Rotated JSONL on the painscaler_data volume:

/data/logs/painscaler.log
/data/logs/painscaler-2026-04-15T10-22-31.000.log.gz
...

Errors mirror to stderr regardless of log level, so docker logs painscaler-api surfaces them.

Configuration

Var	Default	Meaning
`LOG_DIR`	`/data/logs`	Log directory.
`LOG_LEVEL`	`info`	`debug` / `info` / `warn` / `error`.
`LOG_MAX_SIZE_MB`	`50`	Rotate when the current file exceeds this size.
`LOG_MAX_BACKUPS`	`10`	Number of rotated files retained.
`LOG_MAX_AGE_DAYS`	`30`	Maximum age of rotated files.
`LOG_COMPRESS`	`true`	Gzip rotated files.

Per-request log shape

Every HTTP request produces one record after completion:

{
  "time": "2026-04-16T20:11:42.331Z",
  "level": "INFO",
  "msg": "http request",
  "service": "painscaler",
  "version": "1.0.0",
  "commit": "4a57559",
  "request_id": "5f9e...",
  "route": "/api/v1/segment/:segmentID/policies",
  "method": "GET",
  "status": 200,
  "duration_ms": 12,
  "bytes_out": 4218,
  "client_ip": "10.0.1.42",
  "user_agent": "Mozilla/5.0 ...",
  "user": "alice"
}

route is c.FullPath() (the Gin route template). Path parameters do not inflate cardinality in log aggregators or Prometheus labels.

Example queries

# All errors
docker compose cp painscaler-api:/data/logs/painscaler.log - | \
  jq -c 'select(.level=="ERROR")'

# Top routes by request count
docker compose cp painscaler-api:/data/logs/painscaler.log - | \
  jq -r 'select(.msg=="http request") | .route' | \
  sort | uniq -c | sort -rn | head

# Slow requests (duration_ms > 500)
docker compose cp painscaler-api:/data/logs/painscaler.log - | \
  jq -r 'select(.msg=="http request" and .duration_ms > 500) | [.route, .duration_ms] | @tsv'

# Browser-side errors only
docker compose cp painscaler-api:/data/logs/painscaler.log - | \
  jq -c 'select(.source=="frontend" and .type=="error")'

The distroless image does not include jq. Copy the file out and pipe locally.

Metrics

http://painscaler-api:8080/metrics. Reachable from inside the compose network only. Caddy does not proxy /metrics.

Metric	Type	Labels
`painscaler_http_requests_total`	counter	`route`, `method`, `status`
`painscaler_http_request_duration_seconds`	histogram	`route`, `method`
`painscaler_frontend_events_total`	counter	`type` (`page_view`, `error`)
`painscaler_build_info`	gauge = 1	`version`, `commit`, `date`

Routes use the Gin template (/api/v1/segment/:segmentID/policies). Cardinality is bounded by the route count.

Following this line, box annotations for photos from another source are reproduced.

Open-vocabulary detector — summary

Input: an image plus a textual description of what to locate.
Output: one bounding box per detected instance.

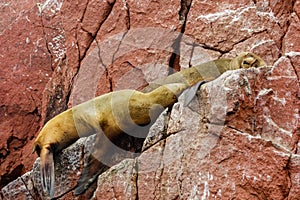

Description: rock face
[0,0,300,199]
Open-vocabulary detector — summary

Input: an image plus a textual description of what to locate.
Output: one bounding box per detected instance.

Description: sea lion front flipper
[40,148,55,198]
[183,81,206,107]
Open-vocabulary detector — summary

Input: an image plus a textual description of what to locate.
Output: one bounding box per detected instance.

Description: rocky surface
[0,0,300,199]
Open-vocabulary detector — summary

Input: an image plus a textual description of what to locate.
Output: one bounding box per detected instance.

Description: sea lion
[33,53,265,197]
[74,52,266,195]
[33,83,188,197]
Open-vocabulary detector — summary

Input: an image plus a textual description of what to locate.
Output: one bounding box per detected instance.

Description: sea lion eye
[243,60,250,65]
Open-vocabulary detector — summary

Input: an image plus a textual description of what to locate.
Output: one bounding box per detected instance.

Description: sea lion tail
[40,148,55,198]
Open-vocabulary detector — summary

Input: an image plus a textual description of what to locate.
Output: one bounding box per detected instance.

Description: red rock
[0,2,51,188]
[0,0,300,199]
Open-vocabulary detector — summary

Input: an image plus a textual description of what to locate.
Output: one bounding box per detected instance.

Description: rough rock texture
[0,0,300,199]
[2,64,300,199]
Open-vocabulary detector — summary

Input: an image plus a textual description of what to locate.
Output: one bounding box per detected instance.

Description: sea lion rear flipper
[183,81,206,107]
[40,148,55,198]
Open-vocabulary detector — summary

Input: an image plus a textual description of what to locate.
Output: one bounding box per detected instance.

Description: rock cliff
[0,0,300,199]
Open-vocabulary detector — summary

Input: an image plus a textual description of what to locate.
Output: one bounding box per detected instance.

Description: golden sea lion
[74,52,266,195]
[33,53,265,197]
[33,83,187,197]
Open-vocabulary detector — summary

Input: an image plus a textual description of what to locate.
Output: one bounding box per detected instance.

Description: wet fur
[33,53,265,197]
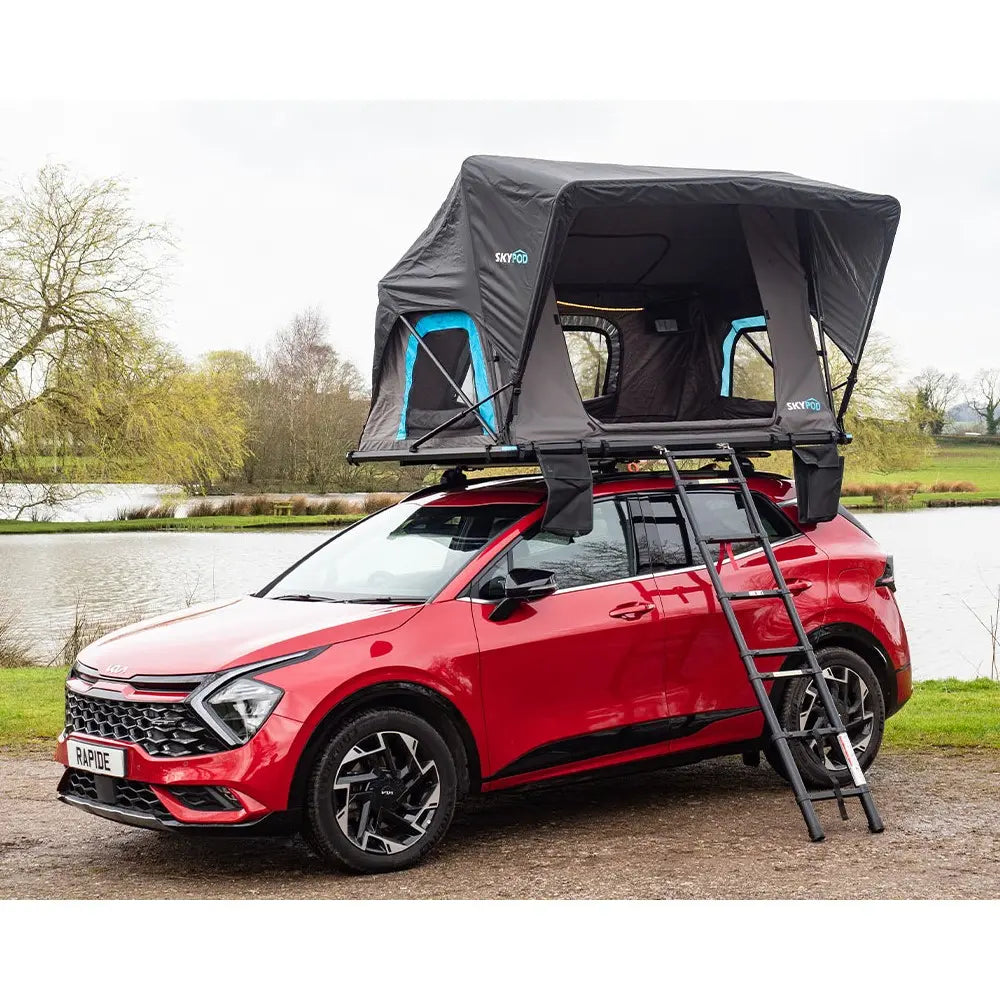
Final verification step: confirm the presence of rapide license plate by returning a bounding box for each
[66,739,125,778]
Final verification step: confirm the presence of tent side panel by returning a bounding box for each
[740,206,837,434]
[511,289,596,444]
[811,212,891,363]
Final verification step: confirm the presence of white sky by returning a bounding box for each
[0,101,1000,377]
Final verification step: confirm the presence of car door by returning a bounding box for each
[473,498,665,778]
[643,488,826,752]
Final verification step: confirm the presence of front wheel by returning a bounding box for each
[764,647,885,788]
[303,709,458,874]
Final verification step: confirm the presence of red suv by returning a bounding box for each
[57,472,911,872]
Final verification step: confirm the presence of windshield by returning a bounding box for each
[264,503,531,603]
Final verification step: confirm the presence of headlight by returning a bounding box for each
[205,677,284,743]
[189,645,330,746]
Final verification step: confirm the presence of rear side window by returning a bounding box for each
[490,500,632,590]
[647,490,795,569]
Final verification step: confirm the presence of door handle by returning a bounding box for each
[608,601,656,622]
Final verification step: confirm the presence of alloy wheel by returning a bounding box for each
[333,730,441,854]
[799,666,875,772]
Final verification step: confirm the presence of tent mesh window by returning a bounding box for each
[561,315,622,414]
[397,312,495,440]
[720,316,775,403]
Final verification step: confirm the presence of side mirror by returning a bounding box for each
[482,569,556,622]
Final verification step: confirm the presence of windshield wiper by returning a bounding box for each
[339,597,427,604]
[271,594,340,604]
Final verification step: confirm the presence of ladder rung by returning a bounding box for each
[747,667,818,681]
[808,784,868,802]
[775,726,845,740]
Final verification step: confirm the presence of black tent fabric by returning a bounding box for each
[351,156,899,532]
[353,156,899,462]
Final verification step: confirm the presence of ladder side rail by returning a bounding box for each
[664,450,824,840]
[730,448,883,832]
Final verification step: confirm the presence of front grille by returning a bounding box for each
[66,691,229,757]
[167,785,240,812]
[59,768,171,819]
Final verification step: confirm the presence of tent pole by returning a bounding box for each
[399,315,500,444]
[807,224,844,420]
[410,382,513,451]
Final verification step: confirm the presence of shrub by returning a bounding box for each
[186,500,216,517]
[871,483,920,509]
[361,493,398,514]
[58,603,143,663]
[927,479,979,493]
[309,497,358,514]
[115,503,177,521]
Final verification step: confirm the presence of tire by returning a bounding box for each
[764,646,885,788]
[302,708,458,874]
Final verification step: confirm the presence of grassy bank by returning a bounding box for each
[0,514,364,535]
[0,667,1000,750]
[844,438,1000,509]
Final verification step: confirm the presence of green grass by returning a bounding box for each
[0,667,66,750]
[0,514,363,535]
[844,438,1000,510]
[885,678,1000,750]
[0,667,1000,750]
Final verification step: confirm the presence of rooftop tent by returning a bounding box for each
[352,156,899,528]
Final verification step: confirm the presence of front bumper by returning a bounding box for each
[55,714,301,833]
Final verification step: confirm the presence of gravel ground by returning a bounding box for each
[0,752,1000,899]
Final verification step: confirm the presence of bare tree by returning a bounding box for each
[968,368,1000,434]
[910,368,962,434]
[0,166,169,508]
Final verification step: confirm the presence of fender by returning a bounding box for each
[288,670,485,808]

Adding a Prometheus container

Append to deploy/docker-compose.yml:

prometheus:
  image: prom/prometheus
  expose: ["9090"]
  volumes:
    - ./prometheus.yml:/etc/prometheus/prometheus.yml:ro
  networks: [painscaler]

Create deploy/prometheus.yml:

scrape_configs:
  - job_name: painscaler
    static_configs:
      - targets: ["painscaler-api:8080"]

Expose Prometheus through Caddy to access the UI from outside the network.

Frontend telemetry

The browser buffers events and POSTs them to /api/v1/telemetry. Two event types are emitted:

page_view — fired on every route change in the SPA.
error — fired by the React ErrorBoundary when a render throws.

Flush rules:

Every 30 seconds via fetch.
On visibilitychange (tab hidden) via navigator.sendBeacon.
On pagehide via sendBeacon.
Immediately when the buffer reaches 100 events.

Failures are dropped without retry to avoid telemetry-induced error loops.

Server side

POST /api/v1/telemetry walks the batch, emits one slog line per event with source=frontend, and increments painscaler_frontend_events_total{type=...}. Remote-User (when present and trusted) is attached to each log line.

Batch size is capped at 100 events. Larger batches are truncated.

Correlation

Both sides log the same request_id for every backend call. The server sets X-Request-Id on the response. The browser does not propagate X-Request-Id into subsequent telemetry events; current correlation is by route and time. See Roadmap.

Why JSONL plus Prometheus

The on-disk JSONL is the system of record and survives Prometheus outages.
OpenTelemetry is not a dependency. If required later, the metrics package is a small, self-contained replacement surface.